10日の会見で、管総理は2030年までに総電力に占める原子力発電の割合を50%以上とする政府のエネルギー基本計画を白紙に戻して議論すると発表しました。
再生可能な自然エネルギーと、エネルギーを使わない省エネ社会を構築するとの考えですが、エネルギー政策の根本的な見直しは、将来の方向性を大きく変えてしまう、ものすごい発言です。
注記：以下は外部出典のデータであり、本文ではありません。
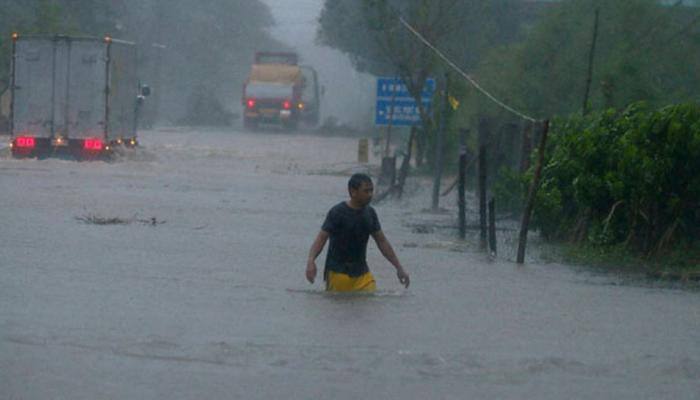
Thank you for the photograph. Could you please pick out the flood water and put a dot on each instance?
(199, 290)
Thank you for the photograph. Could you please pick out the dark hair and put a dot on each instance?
(356, 180)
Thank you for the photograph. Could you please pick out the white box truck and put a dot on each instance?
(73, 95)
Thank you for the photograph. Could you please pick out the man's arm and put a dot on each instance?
(389, 254)
(315, 250)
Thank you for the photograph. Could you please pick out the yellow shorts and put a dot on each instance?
(337, 282)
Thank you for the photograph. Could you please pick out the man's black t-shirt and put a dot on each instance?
(349, 231)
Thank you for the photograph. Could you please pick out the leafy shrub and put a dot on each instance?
(626, 177)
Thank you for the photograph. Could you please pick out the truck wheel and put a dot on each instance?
(291, 125)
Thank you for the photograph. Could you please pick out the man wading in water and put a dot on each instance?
(349, 225)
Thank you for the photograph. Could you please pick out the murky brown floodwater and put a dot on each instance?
(212, 303)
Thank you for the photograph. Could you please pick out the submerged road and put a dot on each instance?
(177, 272)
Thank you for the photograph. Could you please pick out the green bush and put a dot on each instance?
(626, 177)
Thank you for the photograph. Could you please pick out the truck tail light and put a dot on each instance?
(92, 144)
(25, 142)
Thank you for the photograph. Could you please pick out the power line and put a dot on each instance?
(464, 74)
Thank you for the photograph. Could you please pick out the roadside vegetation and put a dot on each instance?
(618, 81)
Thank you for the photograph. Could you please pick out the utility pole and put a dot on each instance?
(591, 58)
(439, 144)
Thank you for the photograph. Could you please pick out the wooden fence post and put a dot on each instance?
(525, 223)
(492, 226)
(483, 135)
(461, 199)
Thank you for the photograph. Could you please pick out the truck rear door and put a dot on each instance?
(33, 90)
(85, 96)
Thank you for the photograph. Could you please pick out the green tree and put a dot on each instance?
(645, 51)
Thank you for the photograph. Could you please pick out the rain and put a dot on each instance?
(158, 208)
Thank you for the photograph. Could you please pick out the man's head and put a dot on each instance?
(361, 189)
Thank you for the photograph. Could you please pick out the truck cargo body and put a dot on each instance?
(72, 95)
(279, 91)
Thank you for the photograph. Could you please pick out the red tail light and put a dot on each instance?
(92, 144)
(25, 142)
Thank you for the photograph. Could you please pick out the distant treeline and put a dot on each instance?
(190, 52)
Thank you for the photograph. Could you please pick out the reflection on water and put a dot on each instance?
(215, 302)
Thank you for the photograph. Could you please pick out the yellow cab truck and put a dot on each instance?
(280, 91)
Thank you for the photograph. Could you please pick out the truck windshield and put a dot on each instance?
(269, 90)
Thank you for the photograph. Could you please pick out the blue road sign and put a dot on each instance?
(396, 106)
(394, 87)
(405, 112)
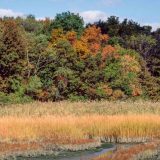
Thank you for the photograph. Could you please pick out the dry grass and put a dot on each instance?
(81, 108)
(61, 129)
(37, 125)
(130, 153)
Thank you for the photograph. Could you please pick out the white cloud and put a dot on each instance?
(155, 26)
(9, 13)
(110, 2)
(93, 16)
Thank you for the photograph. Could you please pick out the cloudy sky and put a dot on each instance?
(142, 11)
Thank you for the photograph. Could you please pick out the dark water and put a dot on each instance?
(78, 155)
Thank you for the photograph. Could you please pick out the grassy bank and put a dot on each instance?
(68, 129)
(81, 108)
(76, 126)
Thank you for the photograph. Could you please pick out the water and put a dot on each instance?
(78, 155)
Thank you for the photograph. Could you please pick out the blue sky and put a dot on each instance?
(142, 11)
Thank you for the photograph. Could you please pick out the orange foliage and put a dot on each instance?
(108, 51)
(57, 34)
(94, 39)
(71, 36)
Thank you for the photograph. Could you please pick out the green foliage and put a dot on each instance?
(119, 60)
(68, 21)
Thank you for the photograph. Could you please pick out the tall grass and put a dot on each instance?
(67, 129)
(81, 108)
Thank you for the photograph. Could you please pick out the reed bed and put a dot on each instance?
(81, 108)
(71, 129)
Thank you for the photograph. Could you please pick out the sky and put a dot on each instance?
(145, 12)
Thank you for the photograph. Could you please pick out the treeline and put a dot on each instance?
(62, 59)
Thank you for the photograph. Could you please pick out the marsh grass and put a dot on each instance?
(68, 129)
(78, 125)
(81, 108)
(136, 152)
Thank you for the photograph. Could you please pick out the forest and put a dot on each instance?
(65, 59)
こういった発言が実現されると仮定するといったいどんな社会がうまれるでしょうか?
全体のことは大きすぎますが、アパート関連での状況変化を考えてみます。
エネルギー問題が個人レベルの経済問題と絡んでくると事はおおごとです。
例えば、太陽光発電などの電力が高く買われるようになるかわりに、通常の電気料金が高くなったりすると住まい手にとって「電気を食う住まい」は、遠慮されるようになります。
アパート物件を借りる人は、これまでは全く気にしなかった物件の省エネ性能、断熱性能や二重サッシかどうか、などを気にするようになるかもしれません。
借り手のニーズが、これまではオートロックがついているか、追いだき機能があるか、などが物件の付加価値となっていたものが、断熱性のはどうか(ランニングコストは?)に変わるとなると、提供者は住まい手のニーズに対応せざるを得なくなり、対応できない物件は競争優位を獲得できなくなります。
しかし一方で建物のようなハードは、なかなかそういった機能を追加しにくいものです。エコリフォームはチャンスかもしれません。
また、これまで太陽光発電をとりつけるアパートは、オール電化とワンセットでしたが、今後は蓄電機能を充実させ、電気代が不要な物件としてPRするようになるかもしれません。
そよ風の設置も増えるかもしれませんね。
これから引っ越しなどで物件をお探しの方は、ぜひ部屋の省エネ対策について聞いてみてください。照明などは対策しているかもしれませんが、断熱などにはほとんど対応していないと思います。
ニーズのないところに対応はしづらい、がビジネスの定石ですが、一方で建物は一度建てたら20〜30年は変更しにくいですので、こういったルール変更に伴うニーズの変化については敏感になっておく必要があるでしょう。